The pass is part of the default TileLang lowering pipeline. To apply it manually:

```python
from tilelang import tl
from tvm import IRModule

mod = IRModule({"main": prim_func})
with tvm.transform.PassContext():
    mod = tl.transform.InjectFenceProxy()(mod)
```

## End-to-End Example

Before the pass:

```python
@T.prim_func
def kernel():
    with T.Kernel(1):
        desc = T.decl_buffer((1,), "uint64", scope="local.descriptor")
        smem = T.decl_buffer((128,), "float16", scope="shared")
        T.initialize_wgmma_descriptor(desc, T.uint64(0), 2, 1, 32)
        smem[0] = T.float16(0)
        T.ptx_wgmma_ss(
            "float16",
            "m64n64k16",
            T.bool(True),
            T.bool(True),
            "fp16",
            "fp16",
            "fp16",
            desc.data,
            T.int32(0),
            desc.data,
            T.int32(0),
            smem.data,
            T.int32(0),
            T.bool(True),
            1,
            1,
        )
```

After `tl.transform.InjectFenceProxy`:

```python
@T.prim_func
def kernel():
    with T.Kernel(1):
        desc = T.decl_buffer((1,), "uint64", scope="local.descriptor")
        smem = T.decl_buffer((128,), "float16", scope="shared")
        T.initialize_wgmma_descriptor(desc, T.uint64(0), 2, 1, 32)
        smem[0] = T.float16(0)
        T.fence_proxy_async()
        T.ptx_wgmma_ss(
            "float16",
            "m64n64k16",
            T.bool(True),
            T.bool(True),
            "fp16",
            "fp16",
            "fp16",
            desc.data,
            T.int32(0),
            desc.data,
            T.int32(0),
            smem.data,
            T.int32(0),
            T.bool(True),
            1,
            1,
        )
```

The only change is the `fence_proxy_async` between the generic descriptor setup / shared-memory write and the async `wgmma`. In larger kernels the pass performs the same operation across nested blocks, loops, and conditional branches.

## Extending the Pass

If you introduce a new intrinsic that behaves like an async proxy, add it to `IsAsyncIntrinsic` in `src/transform/inject_fence_proxy.cc`. Likewise, extend `IsKnownGeneric` for additional generic operations.

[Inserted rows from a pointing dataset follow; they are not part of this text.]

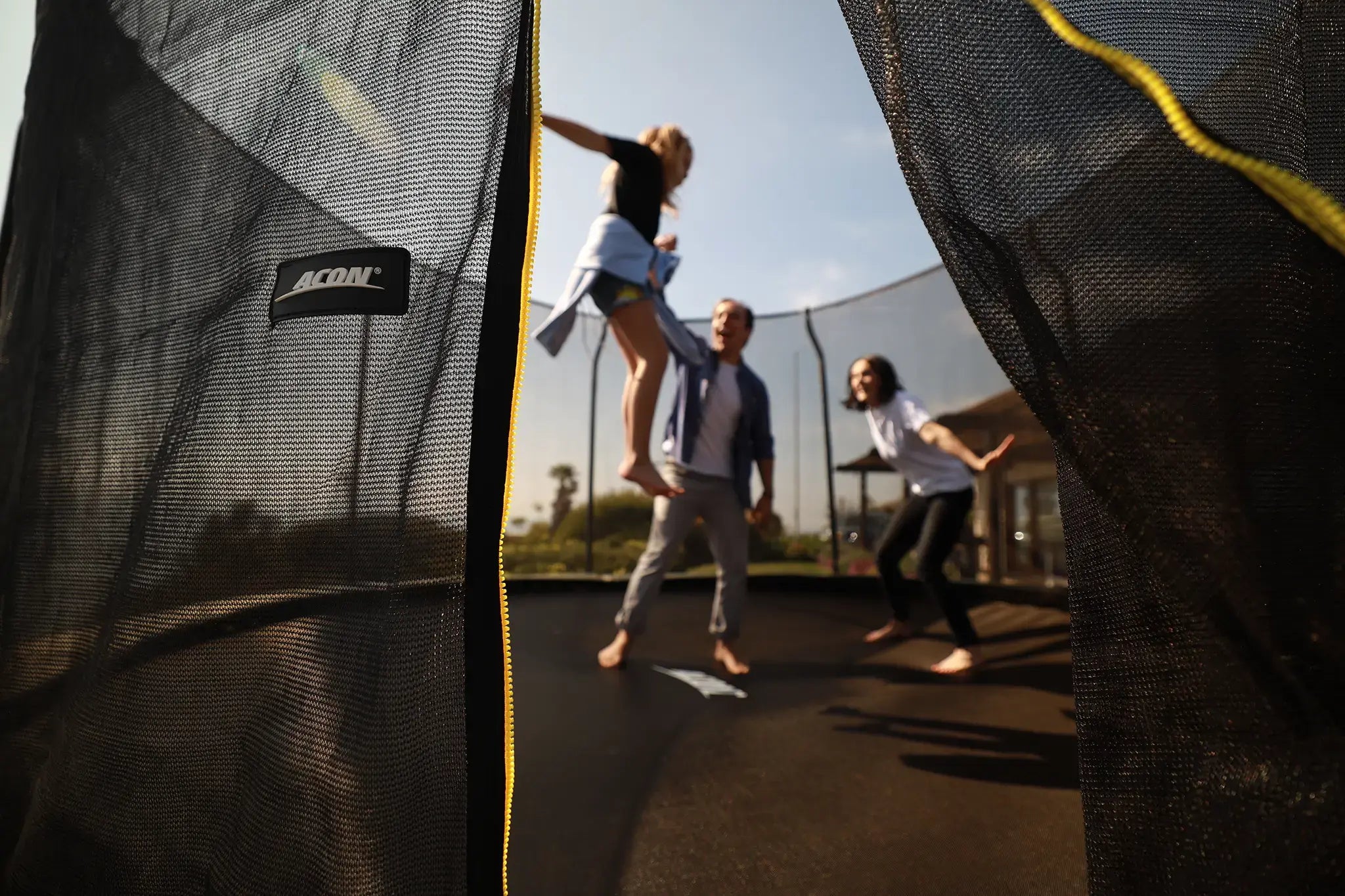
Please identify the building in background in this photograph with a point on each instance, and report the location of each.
(1016, 519)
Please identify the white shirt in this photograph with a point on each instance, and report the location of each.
(896, 433)
(721, 406)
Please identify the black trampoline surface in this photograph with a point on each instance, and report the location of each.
(847, 769)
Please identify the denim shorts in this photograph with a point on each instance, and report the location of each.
(611, 293)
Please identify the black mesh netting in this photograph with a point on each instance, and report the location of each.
(236, 574)
(1179, 335)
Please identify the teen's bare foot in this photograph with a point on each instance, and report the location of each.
(894, 630)
(648, 479)
(724, 656)
(958, 661)
(613, 654)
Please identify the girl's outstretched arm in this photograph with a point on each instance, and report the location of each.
(577, 133)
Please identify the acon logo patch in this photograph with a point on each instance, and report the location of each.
(357, 281)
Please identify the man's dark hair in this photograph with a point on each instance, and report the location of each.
(888, 382)
(747, 310)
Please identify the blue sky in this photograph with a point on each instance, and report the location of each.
(795, 198)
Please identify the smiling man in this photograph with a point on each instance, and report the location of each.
(720, 426)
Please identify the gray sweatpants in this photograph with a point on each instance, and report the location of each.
(715, 501)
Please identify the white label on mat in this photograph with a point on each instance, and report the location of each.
(708, 685)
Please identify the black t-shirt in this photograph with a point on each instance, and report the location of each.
(638, 192)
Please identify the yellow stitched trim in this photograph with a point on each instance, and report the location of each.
(1305, 202)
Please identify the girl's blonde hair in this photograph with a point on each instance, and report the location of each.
(663, 140)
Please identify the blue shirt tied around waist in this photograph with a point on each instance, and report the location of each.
(752, 441)
(617, 247)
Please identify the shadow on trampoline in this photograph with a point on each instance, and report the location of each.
(1026, 758)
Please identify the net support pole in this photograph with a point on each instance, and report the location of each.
(359, 421)
(826, 436)
(588, 531)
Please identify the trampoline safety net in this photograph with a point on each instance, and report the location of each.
(249, 567)
(237, 566)
(1179, 335)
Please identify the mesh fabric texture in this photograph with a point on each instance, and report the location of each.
(236, 574)
(1179, 335)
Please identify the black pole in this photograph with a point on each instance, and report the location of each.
(826, 429)
(864, 509)
(359, 421)
(588, 536)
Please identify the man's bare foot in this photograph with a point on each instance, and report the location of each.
(724, 656)
(648, 479)
(896, 630)
(958, 661)
(613, 654)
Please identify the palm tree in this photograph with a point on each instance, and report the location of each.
(567, 484)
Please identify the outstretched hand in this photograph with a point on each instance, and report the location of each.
(761, 515)
(993, 457)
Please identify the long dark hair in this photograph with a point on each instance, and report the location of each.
(888, 382)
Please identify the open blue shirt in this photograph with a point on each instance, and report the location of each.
(752, 440)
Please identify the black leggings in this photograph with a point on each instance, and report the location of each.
(933, 526)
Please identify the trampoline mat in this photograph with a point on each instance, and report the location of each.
(845, 769)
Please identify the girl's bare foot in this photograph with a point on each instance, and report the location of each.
(958, 661)
(896, 630)
(724, 656)
(648, 479)
(613, 654)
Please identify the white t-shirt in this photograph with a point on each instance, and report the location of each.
(720, 410)
(896, 435)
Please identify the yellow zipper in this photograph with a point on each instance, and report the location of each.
(533, 206)
(1304, 200)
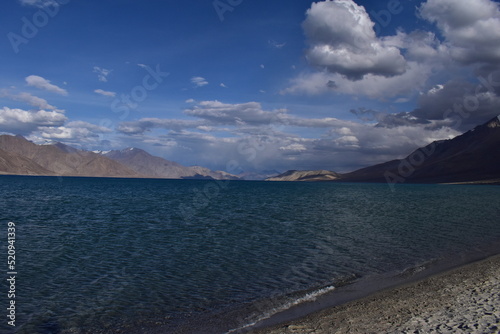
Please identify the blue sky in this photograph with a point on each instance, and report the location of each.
(261, 85)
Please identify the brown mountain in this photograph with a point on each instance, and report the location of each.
(57, 159)
(19, 156)
(11, 163)
(300, 175)
(471, 157)
(144, 163)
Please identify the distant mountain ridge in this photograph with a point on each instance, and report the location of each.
(144, 163)
(473, 157)
(18, 156)
(296, 175)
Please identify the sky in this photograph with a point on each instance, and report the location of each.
(249, 86)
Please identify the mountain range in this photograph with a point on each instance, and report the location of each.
(473, 157)
(18, 156)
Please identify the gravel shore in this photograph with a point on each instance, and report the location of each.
(463, 300)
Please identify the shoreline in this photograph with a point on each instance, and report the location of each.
(465, 299)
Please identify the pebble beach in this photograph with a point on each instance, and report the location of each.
(462, 300)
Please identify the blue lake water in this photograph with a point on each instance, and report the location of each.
(152, 256)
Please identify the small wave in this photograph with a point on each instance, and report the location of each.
(309, 297)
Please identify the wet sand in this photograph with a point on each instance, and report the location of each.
(462, 300)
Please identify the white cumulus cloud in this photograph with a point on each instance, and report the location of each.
(42, 83)
(199, 81)
(105, 93)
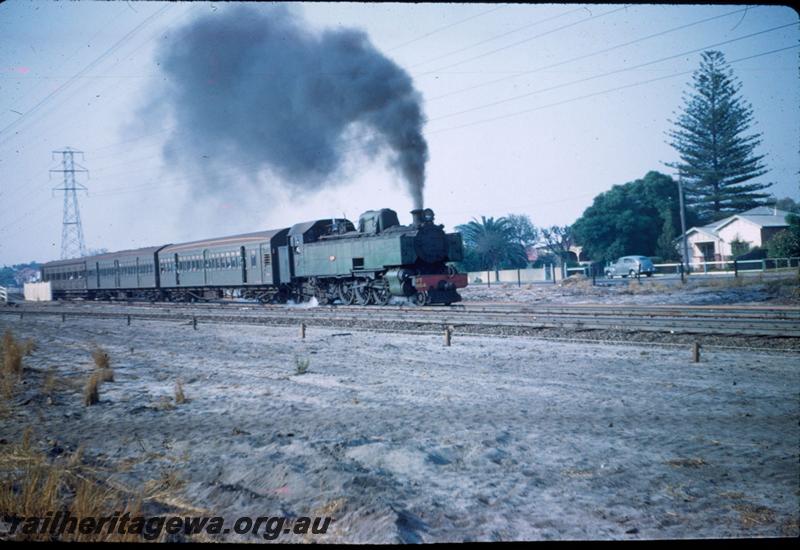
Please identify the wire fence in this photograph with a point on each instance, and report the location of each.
(553, 273)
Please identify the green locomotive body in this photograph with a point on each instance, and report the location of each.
(330, 260)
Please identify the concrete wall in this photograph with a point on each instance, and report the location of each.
(38, 292)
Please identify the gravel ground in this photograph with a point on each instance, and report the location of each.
(401, 439)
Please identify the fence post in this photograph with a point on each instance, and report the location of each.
(696, 352)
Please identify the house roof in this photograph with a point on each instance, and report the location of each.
(762, 216)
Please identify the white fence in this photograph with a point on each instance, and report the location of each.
(552, 273)
(710, 268)
(38, 292)
(517, 276)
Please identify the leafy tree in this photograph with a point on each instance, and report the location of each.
(787, 204)
(786, 243)
(558, 240)
(522, 230)
(717, 155)
(665, 245)
(739, 247)
(638, 217)
(491, 244)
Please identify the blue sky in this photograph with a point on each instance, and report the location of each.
(531, 109)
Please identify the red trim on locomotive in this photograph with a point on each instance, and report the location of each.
(432, 282)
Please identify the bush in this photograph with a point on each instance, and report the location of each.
(785, 244)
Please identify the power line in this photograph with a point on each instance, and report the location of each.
(497, 37)
(585, 56)
(181, 179)
(86, 69)
(609, 73)
(440, 29)
(602, 92)
(515, 44)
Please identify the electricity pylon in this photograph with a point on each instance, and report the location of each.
(72, 244)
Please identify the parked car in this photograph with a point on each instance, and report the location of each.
(630, 266)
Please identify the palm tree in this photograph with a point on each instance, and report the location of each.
(493, 244)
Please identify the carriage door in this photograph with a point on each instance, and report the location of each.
(243, 255)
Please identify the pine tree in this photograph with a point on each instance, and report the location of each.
(717, 157)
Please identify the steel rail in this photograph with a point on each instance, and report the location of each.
(726, 325)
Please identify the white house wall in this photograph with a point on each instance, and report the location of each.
(698, 237)
(742, 230)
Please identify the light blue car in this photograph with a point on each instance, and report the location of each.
(630, 266)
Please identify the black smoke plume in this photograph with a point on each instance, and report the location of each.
(262, 90)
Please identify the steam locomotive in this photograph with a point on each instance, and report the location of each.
(329, 259)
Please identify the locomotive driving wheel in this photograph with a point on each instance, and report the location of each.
(346, 293)
(363, 292)
(421, 298)
(380, 293)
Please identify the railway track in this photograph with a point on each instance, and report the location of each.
(756, 321)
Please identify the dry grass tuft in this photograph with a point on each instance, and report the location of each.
(105, 375)
(11, 352)
(687, 462)
(101, 359)
(28, 347)
(180, 398)
(33, 485)
(12, 355)
(91, 393)
(752, 516)
(165, 403)
(301, 365)
(102, 362)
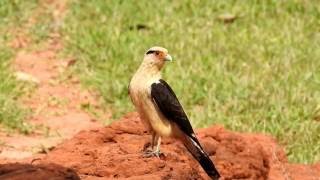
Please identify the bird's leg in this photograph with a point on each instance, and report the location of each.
(155, 151)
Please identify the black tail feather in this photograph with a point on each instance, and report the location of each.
(194, 147)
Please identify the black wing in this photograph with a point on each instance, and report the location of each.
(169, 105)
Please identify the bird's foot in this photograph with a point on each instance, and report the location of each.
(149, 153)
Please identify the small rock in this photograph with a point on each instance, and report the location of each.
(22, 76)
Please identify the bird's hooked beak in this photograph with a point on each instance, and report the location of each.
(168, 57)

Most calls default to `"none"` (no proxy-state effect). `IsNonProxyIntrinsic` exists for well-known synchronization / scheduling helpers and to document intent, but it is not required for correctness if an op is neither generic nor async.
For custom/opaque ops, you must lower them into known intrinsics (or manually insert `fence_proxy_async`) if they participate in proxy switching.